6 Ekim 2016 Perşembe

YOKSA BEN ÇEKİLMEZ MİYİM?

Küçük çocuklarım var diye şikayet mi etmeliyim hep? Herkes bana yardımcı mı olmalı? Eşim, dostum, annem, kardeşim, vs. Eşim bana hep yardımcı olmalı zaten; o ayrı bir konu. Ancak ya diğerleri?
Çevreden destek beklemek konusu bazen tribal enfeksiyonlara yakalanmama neden olabiliyor. Böyle anlarda da çekilmez oluyorum. Öte yandan hem her şeyi hallederim havasında; hem de destek beklentisi içinde olmak beni de çok yıpratıyor. Madem destek istiyorsun; söyle değil mi? Söylemeyeceğim; onlar benim ne halde olduğumu görmüyorlar mı diye sorup duruyorum kendime. Sonra da onlardan yardım gelmediğinde hayal kırıklığına uğruyorum. Bu hayal kırıklığı da ilişkilerimi zedeliyor. Beni en çok üzen de bu beklentilerimin annemle ilişkimizi bozması. Aslında bu süreçte yakınlardan yardım isteme konusunda çekinmemek gerektiğini uzmanlar da tavsiye ediyor. Gerektiğinde yardım istemek; talepkar olmak da insanların çocukluklarından itibaren kazandıkları bir alışkanlık olmalı. Yani yetiştirildikleri kültürle kazanılan bir davranış biçimi. İşte ben bu özelliğimin eksik olduğunu düşünüyorum. Minnet etmeme özelliğinin de çok kötü bir özellik olduğu inancındayım. Böyle bir özelliğe sahip olmak yerine, ihtiyaçlarımı net olarak ortaya koyup, gerektiğinde, yardım isteyebilseydim keşke. Böylece hayal kırıklıkları ile uğraşmak yerine daha faydalı işler yapardım.
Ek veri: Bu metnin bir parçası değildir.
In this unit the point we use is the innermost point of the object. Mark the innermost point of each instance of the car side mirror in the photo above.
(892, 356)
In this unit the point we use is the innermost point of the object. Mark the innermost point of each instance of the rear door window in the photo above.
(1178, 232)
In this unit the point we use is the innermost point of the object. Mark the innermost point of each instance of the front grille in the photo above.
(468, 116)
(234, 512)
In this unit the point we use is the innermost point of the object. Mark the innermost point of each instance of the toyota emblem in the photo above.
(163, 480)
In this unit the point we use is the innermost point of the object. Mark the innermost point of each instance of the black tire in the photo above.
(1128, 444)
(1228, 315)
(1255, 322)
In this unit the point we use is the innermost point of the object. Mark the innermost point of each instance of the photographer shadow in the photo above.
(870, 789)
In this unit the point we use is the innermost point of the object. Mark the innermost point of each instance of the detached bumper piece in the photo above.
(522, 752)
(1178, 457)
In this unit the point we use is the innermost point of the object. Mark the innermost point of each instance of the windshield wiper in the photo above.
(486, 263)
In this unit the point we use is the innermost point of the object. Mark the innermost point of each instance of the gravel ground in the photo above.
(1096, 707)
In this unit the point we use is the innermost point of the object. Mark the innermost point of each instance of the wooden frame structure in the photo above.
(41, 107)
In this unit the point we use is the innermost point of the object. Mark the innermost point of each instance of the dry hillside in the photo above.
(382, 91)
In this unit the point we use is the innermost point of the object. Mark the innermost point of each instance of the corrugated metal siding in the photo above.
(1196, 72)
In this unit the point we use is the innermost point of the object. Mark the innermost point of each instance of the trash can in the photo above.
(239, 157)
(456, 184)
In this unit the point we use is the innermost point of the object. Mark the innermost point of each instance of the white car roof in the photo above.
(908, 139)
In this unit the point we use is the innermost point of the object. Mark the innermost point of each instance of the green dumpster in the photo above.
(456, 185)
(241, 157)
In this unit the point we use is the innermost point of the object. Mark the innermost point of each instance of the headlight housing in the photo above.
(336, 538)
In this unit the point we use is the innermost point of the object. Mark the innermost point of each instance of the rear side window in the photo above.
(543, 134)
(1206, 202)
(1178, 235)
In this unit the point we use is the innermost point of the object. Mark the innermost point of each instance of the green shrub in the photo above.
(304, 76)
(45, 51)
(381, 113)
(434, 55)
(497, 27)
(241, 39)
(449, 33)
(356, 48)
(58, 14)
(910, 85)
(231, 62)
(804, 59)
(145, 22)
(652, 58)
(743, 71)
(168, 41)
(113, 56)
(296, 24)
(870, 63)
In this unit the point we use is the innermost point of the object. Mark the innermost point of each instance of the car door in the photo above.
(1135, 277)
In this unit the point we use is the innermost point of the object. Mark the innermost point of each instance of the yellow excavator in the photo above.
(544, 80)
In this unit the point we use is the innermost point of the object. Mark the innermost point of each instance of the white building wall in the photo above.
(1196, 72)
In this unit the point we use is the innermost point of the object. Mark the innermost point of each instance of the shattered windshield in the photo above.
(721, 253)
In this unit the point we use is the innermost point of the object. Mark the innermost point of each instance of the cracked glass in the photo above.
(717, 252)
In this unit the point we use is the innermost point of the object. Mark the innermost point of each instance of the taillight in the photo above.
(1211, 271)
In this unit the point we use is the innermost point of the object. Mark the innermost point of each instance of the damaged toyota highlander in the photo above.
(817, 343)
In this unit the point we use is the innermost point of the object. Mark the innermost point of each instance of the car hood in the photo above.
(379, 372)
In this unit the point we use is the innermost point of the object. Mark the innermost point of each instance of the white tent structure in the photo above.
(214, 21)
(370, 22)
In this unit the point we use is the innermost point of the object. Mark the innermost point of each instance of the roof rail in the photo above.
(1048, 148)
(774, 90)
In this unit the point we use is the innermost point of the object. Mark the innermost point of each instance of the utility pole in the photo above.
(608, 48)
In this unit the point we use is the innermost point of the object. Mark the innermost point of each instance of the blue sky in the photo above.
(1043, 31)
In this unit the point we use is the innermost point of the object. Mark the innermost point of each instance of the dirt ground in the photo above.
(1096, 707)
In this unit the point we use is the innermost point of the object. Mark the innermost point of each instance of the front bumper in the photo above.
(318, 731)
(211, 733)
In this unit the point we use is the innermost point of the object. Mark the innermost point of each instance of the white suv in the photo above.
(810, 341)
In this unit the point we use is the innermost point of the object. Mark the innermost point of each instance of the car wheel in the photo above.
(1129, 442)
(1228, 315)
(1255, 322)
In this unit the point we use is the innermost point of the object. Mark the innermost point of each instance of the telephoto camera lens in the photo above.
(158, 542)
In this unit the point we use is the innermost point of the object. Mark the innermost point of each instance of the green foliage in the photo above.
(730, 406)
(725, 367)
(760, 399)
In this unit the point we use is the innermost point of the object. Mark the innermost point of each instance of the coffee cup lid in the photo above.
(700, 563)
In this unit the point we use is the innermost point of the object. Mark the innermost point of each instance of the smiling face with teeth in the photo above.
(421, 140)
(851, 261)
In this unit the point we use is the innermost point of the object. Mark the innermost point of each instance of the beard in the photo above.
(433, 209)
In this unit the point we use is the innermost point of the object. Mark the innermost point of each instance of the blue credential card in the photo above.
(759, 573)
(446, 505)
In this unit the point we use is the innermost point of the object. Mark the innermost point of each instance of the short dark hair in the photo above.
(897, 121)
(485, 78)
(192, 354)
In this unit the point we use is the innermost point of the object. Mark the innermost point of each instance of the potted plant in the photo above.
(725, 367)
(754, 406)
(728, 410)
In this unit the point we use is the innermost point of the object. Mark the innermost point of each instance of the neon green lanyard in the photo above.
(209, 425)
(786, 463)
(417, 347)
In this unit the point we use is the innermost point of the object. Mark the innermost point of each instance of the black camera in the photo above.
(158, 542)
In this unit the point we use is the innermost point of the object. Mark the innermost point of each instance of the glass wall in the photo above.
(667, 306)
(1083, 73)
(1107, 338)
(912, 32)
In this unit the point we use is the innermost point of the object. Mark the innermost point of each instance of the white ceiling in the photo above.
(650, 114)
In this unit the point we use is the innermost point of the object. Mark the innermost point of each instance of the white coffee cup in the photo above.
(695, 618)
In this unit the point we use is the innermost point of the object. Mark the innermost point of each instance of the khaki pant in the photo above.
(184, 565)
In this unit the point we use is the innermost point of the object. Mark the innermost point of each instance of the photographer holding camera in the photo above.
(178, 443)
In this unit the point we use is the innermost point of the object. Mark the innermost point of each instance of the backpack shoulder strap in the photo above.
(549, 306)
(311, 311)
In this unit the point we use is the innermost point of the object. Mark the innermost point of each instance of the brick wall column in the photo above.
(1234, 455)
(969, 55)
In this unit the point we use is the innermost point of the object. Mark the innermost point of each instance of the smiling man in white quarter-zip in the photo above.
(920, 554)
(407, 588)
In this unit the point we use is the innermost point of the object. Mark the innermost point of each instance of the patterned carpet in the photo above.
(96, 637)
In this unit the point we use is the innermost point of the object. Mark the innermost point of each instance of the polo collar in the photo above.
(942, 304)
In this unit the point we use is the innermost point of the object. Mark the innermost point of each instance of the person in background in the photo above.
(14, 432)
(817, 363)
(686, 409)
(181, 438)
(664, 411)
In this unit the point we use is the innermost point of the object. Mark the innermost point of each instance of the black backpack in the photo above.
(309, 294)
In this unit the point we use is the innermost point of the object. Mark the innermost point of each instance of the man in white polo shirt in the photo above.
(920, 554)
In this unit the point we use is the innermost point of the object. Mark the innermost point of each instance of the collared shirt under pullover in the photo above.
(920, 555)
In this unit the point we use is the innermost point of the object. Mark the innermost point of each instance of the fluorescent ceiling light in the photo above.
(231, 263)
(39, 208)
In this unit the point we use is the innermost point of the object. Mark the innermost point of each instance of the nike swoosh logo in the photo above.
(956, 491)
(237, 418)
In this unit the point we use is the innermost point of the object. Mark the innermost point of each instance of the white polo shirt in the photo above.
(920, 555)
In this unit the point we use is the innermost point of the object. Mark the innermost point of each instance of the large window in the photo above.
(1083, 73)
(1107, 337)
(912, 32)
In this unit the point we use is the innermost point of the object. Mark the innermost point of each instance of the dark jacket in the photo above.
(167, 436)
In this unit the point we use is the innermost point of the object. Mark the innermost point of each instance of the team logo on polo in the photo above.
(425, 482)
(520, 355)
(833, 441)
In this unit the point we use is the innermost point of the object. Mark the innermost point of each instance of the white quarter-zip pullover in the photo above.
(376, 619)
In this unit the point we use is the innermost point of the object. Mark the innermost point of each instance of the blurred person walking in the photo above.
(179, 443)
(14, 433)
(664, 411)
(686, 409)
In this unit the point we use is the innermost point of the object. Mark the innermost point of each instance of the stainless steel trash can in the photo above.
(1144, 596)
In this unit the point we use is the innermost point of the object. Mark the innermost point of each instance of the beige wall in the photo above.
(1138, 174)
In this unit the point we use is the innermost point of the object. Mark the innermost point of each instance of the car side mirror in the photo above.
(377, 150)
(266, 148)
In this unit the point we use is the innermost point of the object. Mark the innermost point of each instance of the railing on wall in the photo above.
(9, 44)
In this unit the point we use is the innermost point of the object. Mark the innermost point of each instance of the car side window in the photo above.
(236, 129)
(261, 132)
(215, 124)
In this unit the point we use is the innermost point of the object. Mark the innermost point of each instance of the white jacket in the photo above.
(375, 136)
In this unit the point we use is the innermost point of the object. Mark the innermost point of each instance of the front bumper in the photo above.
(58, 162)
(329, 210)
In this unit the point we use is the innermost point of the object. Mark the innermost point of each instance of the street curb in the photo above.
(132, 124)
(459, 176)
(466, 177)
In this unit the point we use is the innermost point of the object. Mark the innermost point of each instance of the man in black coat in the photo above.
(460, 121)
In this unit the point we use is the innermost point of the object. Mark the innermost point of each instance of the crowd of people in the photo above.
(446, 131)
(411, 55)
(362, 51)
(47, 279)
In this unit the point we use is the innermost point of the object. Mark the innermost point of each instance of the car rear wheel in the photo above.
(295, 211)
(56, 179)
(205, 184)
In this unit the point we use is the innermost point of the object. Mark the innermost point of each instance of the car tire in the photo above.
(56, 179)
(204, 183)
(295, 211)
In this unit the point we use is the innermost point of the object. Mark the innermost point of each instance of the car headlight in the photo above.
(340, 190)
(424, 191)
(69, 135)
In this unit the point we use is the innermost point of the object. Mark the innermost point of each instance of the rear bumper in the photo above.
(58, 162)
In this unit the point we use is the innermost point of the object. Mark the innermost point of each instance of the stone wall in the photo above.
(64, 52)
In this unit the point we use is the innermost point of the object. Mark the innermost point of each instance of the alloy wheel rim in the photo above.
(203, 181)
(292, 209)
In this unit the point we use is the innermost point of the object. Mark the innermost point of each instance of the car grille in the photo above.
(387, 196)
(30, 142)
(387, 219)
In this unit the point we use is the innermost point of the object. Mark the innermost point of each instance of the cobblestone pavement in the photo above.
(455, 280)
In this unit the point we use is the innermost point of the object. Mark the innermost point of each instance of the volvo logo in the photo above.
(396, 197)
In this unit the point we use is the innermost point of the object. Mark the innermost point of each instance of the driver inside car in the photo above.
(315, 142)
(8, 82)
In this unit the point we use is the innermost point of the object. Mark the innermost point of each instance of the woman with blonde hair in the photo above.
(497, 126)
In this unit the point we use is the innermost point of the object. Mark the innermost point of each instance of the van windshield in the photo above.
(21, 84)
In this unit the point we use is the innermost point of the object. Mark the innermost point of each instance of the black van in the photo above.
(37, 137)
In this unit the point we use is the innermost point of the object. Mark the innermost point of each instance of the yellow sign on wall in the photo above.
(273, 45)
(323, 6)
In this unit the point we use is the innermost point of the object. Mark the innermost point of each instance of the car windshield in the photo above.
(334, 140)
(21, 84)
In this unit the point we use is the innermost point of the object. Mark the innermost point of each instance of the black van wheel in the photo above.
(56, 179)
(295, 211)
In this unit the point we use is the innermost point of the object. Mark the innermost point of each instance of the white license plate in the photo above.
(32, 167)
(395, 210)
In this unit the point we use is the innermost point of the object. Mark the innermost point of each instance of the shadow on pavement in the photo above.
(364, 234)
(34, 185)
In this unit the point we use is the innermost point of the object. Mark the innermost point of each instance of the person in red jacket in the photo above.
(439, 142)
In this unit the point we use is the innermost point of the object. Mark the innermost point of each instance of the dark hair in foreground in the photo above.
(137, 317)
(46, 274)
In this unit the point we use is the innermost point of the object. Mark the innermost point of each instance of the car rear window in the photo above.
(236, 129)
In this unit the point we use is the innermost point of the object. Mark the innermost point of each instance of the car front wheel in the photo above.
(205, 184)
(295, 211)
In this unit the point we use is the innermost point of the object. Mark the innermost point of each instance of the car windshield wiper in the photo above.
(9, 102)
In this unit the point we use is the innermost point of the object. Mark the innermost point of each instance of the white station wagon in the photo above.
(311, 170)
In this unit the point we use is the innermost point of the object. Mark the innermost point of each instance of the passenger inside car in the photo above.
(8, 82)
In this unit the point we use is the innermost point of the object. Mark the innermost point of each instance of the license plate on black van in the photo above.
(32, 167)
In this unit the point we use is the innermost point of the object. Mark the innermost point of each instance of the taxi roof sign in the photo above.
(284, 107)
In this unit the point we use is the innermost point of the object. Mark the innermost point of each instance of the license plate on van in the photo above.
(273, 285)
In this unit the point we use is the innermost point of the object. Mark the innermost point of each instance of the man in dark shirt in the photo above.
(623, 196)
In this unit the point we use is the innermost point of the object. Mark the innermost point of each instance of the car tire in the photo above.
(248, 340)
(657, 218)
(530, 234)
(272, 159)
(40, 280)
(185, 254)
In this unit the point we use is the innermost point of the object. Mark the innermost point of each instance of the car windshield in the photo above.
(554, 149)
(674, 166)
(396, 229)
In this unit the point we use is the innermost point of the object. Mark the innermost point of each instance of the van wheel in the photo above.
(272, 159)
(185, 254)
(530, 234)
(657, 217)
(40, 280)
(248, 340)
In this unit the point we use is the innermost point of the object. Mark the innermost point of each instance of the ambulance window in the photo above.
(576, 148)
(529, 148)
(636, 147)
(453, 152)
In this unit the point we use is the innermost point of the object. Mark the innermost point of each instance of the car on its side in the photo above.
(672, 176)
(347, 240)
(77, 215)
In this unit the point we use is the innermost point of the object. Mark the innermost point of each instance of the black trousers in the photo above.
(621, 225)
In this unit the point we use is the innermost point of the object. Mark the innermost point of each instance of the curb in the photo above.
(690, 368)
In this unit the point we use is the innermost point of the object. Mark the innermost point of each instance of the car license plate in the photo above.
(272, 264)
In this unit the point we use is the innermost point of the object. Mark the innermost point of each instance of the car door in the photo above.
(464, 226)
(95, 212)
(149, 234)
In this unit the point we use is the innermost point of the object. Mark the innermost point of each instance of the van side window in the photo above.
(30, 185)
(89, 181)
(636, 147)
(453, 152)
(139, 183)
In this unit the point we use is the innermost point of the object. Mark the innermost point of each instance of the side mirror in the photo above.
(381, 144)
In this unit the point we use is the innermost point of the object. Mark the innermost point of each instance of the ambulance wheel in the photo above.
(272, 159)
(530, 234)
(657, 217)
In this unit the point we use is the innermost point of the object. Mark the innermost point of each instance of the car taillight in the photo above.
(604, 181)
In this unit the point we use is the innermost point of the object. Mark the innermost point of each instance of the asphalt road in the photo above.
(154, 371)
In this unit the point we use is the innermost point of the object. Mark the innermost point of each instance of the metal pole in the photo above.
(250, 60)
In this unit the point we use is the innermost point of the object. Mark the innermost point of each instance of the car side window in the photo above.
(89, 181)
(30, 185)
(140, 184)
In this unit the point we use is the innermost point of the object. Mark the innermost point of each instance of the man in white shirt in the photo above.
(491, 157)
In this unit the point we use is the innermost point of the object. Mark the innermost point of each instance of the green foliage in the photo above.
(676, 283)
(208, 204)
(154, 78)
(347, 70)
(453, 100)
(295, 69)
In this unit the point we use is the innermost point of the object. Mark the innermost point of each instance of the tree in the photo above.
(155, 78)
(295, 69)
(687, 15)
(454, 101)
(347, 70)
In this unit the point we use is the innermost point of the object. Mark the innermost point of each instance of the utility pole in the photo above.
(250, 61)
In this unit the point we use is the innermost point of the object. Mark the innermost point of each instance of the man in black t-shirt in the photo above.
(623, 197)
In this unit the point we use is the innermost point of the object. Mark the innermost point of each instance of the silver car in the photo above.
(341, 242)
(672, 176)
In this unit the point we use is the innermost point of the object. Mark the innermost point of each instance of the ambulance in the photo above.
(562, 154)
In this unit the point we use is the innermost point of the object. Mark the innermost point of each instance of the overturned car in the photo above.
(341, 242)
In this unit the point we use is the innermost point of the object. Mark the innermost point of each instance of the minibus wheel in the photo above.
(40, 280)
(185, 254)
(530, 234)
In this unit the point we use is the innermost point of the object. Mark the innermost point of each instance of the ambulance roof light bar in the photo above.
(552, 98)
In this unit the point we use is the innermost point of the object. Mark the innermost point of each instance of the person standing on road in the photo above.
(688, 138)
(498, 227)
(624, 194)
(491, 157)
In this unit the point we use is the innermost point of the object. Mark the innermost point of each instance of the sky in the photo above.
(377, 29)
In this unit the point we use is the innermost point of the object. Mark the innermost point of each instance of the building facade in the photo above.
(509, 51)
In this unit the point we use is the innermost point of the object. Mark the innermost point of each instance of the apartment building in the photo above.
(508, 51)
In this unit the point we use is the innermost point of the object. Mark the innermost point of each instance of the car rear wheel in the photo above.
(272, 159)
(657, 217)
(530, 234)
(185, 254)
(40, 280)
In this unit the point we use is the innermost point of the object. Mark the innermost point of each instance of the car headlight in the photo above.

Hem yardım istemeyip, hem de karşı taraftan istediğim cevabı alamadığımda kendi kendime kurguladıklarım çok çirkin olabiliyor. Bir de alınganlığım devreye girince kendimden utanır oluyorum. Bir de şöyle bir durum var ki bu özelliklerimi iki çocuklu hayattan sonra keşfediyor olmam. Elbette az dozda da olsa bünyemde mevcut olan bu özellikler çocuklarla beraber aşırı doza ulaşmış durumda. Sorunlar büyüdükçe çekilmezliğim katlanarak artıyor sanırım. Bu sorunla baş edebilmek için öncelikle kendime özel, farklı ilgi alanları oluşturmaya karar verdim. Yani farklı uğraşlar edindim. Eminim bu şekilde ilgim dağılacak, değişik işlerle uğraşmak beni kendime getirecek; en önemlisi kendime güvenim artacak. 
Hayatım merkezinde çocuklarımın olması ne kadar güzelse, farklı işlerle özellikle bana özgü işlerle uğraşmak da bir o kadar güzel. Bir kere uzun zamandır ayrı kaldığın bir heyecanı yakalamak gibi. Tek başına bir yerlere gitmek, yine tek başına çocuklar ve onların alanı ile ilgili konuların dışında bir ortamda bulunmak şu an benim koşullarım içinde inanılmaz güzel bir tatta olabiliyor. Adeta o saatlerin tadı damağımda kalıyor ve bir sonraki seferi iple çeker hale geliyorum. 
O yüzden en iyisi özellikle kendimize yönelip; kendimizi çok iyi tanımalıyız ki rutin hayatımız içinde bize iyi geleni bulalım. Böylece defolu yanlarımızı tamir edebilelim.